There’s a rightness about the music of Bach. Sit at the piano to sight read a new piece and it’s as if I recognise it. My fingers seem to already know the patterns of the notes, the progression of the chords, and the modulations of the keys. The music is following harmonic principles, which I certainly can’t articulate. Back in the eighteenth century, this was new, and Bach’s mastery has never been surpassed.
On the page, many of Bach’s keyboard pieces look simple, with uncluttered lines, no large leaps, no complex chords, no complicated rhythms. No, rather the challenge is to achieve a smooth melodic line through exact fingering, holding one note while you play others to create a legato effect and blend difficult transitions without using the sustain pedal, a mechanism that didn’t exist on the harpsichord.
In Bach’s two- and three-part inventions, two or three voices call and respond in constant interplay. You could imagine putting words to the assertions of one character and the replies of the other: husband and wife, courted and courter, king and courtesan, queen and courtier.
The fugues call for greater technical skill. Like singing a round, three or four lines of the same melodic theme begin one after the other, intertwine, harmonise, come together momentarily, and go their own way again. Each voice takes its turn in taking the stage, so you need to hear each one and make it sing. I’m talking theoretically here where my playing is concerned.

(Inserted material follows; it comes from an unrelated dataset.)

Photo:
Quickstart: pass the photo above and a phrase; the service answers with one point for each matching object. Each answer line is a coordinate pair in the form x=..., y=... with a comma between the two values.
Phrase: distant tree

One reason the notation on the page looks so open and uncluttered is the shorthand that Bach used. His markings are a language to be learned. When Bach draws a squiggly line above a note to indicate a trill, it means one thing; when other composers do it, it means another. Bach invents his own marks, adding extra squiggles, a wiggle extending upward or drooping downward. Heavy ornamentation is a characteristic of baroque music but many of the symbols that Bach uses aren’t seen anywhere else.
Coming back to playing Bach after a break, unless you’ve taken the trouble to pencil in the sequence of notes to be played above each marking, you’re relying on not always reliable muscle memory to decipher the codes. But play a piece often enough and it ripples and flows like a swathe of velvet, with a rare ease and fluidity that is the reward for the hours and hours of practice.